04 Apr The Beatles Revolutionary Year
I’ve just read Beatles ’66, The Revolutionary Year, a terrific book by Steve Turner about what changed the Beatles between December 1965 and December 1966 as they made the leap from Rubber Soul (1965) via Revolver (1966) to the extraordinary achievements of Sergeant Pepper in 1967. On Rubber Soul, Turner points out, 13 of the 14 songs were about love: but on Revolver, 9 of the 14 were about other things entirely, starting, of course, with Taxman. And then came Penny Lane and Strawberry Fields …
Most of the book is a fascinating account of what happened to the Beatles during those 12 months, including their last tour of Britain, the recording and naming of Revolver, the ‘butchered babies’ LP cover, John’s “We’re bigger than Jesus” furore in America, the mob assault in the Philippines and their first, pre-Maharishi visit to India straight afterwards, which I hadn’t heard of. All these go part of the way to explaining what changed them from super-successful pop stars into cutting edge artists who changed the way we all listen to music – but Turner reveals there’s much more.
It started, of course, with their natural talent: a genius for creating memorable pop songs which began with something that sounded familiar but took the listener somewhere unexpected.
Then came their work ethic: despite all their live performances and touring they produced 22 songs in 1963, 26 in 1964 and 35 in 1965.
Next: their boredom with repeating themselves, their determination to try new things – and their ambition as artists. As Paul himself said “We are so well established that we can bring the fans along with us – stretch the limits of pop.”
Turner attributes this to their often dismissed education in Liverpool, usually overshadowed by tales of them bunking off from school and arts college to play music. Paul’s literary studies at the Liverpool Institute included Chaucer, Shakespeare, Sheridan, Wilde, Shaw, Auden and Dylan Thomas, and John’s studies at the Liverpool Arts College immersed him in the world of visual arts. With excellent, inspiring instructors, says Turner, “arts students were usually well ahead of their contemporaries in fashion, musical taste and lifestyle choices” John’s friend Stu Sutcliffe, the Beatle who died young, exemplified this – and was also a truly talented painter. What John and Paul learned during their education, says Turner “enlarged their frame of reference” so when success finally came to them they saw themselves not just as entertainers but as creators in the same tradition as painters, sculptors, film makers, poets, novelists and dramatists. When they talked about their work they included references to Van Gogh, Picasso, Lewis Carroll and William Burroughs. On the cover of Sergeant Pepper the images of people who had influenced them included more than 40 writers, artists and actors – and only 4 musicians.
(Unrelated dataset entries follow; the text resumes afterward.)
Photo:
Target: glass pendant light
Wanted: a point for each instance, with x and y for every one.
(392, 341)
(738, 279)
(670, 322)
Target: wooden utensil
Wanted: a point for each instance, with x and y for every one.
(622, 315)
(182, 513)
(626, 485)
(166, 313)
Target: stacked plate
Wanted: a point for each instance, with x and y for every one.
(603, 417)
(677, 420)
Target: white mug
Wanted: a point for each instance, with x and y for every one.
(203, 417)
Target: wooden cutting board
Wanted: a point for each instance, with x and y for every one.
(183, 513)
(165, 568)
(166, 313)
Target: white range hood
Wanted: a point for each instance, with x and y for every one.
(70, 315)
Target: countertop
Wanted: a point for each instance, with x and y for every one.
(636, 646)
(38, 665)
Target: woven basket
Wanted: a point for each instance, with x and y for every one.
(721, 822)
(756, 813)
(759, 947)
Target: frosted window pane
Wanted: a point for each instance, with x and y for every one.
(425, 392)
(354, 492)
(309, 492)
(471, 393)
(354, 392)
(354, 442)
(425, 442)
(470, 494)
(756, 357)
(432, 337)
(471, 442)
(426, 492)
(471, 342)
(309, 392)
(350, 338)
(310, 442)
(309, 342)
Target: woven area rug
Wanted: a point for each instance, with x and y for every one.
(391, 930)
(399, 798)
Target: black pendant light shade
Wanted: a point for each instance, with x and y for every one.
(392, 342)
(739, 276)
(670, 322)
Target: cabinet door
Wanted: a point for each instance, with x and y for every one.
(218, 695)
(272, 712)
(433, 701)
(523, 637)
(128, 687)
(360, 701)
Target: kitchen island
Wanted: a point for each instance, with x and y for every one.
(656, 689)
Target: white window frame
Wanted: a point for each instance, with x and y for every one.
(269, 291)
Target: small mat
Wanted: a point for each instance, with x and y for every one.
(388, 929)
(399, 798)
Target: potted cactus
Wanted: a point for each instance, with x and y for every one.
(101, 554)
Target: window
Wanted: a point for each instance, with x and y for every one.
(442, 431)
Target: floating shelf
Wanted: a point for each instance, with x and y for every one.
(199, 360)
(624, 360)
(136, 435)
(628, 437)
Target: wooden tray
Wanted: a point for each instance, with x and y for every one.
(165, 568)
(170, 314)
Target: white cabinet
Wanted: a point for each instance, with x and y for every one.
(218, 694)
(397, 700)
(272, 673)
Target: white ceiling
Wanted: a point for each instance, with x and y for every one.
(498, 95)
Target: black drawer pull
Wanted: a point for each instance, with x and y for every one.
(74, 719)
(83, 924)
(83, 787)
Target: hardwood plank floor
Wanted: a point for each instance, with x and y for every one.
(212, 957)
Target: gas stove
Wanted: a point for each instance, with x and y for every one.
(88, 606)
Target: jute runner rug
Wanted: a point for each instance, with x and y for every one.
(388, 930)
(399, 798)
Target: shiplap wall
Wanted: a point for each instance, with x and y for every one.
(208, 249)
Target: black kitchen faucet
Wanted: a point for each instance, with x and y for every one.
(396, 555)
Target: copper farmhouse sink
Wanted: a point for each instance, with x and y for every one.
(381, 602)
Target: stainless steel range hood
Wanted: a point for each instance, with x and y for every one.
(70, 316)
He speaks of the impact of LSD and other drugs, but pays as much attention to the effect of the well educated families in London with who they came into contact, such as the cultivated parents of Jane Asher, Paul’s girlfriend, and Ayana and Patricia Angadi, who helped George find his way into Indian music, gallery owners like Robert Fraser and thoughtful journalists like Maureen Cleave.
Not to mention George Martin, their producer, who brought them his classical music training as well as his many years of recording experience, “Old enough to earn their respect, young enough to be their friend, sober enough to keep control, wild enough to experiment,” summarises Turner.
Add to that their ability to think conceptually – to imagine a type of song not yet in existence and work their way, with George Martin’s help, towards achieving it, and vastly expanded studio time (Revolver took 225 hours, compared to 10 for Please Please Me) – and you have a hugely powerful combination.
The penultimate ingredient: talented, ambitious competition, of which there was no shortage in 1966: Dylan, the Stones, the Who, the Kinks, the Byrds, the Animals, the Beach Boys, all, like the Beatles, at the top of their game and all jostling to be at the artistic and commercial forefront.
And finally, says Turner, the fact that in 1966 “the tectonic plates of different cultural outlets were grinding against each other, releasing waves of energy the group was able to translate into art.” (What a great, rich compacted sentence that is, by the way.) Had they lived in a more placid era, he theorizes, the Beatles might never have reached the same heights of creativity.
But they did, and we all benefit from it, with the delights of Sergeant Pepper, the White Album and Abbey Road to come.
All in all this is a terrific book, full of anecdote and great quotes from interviews done then and since, and about something important: how creativity happens – and why.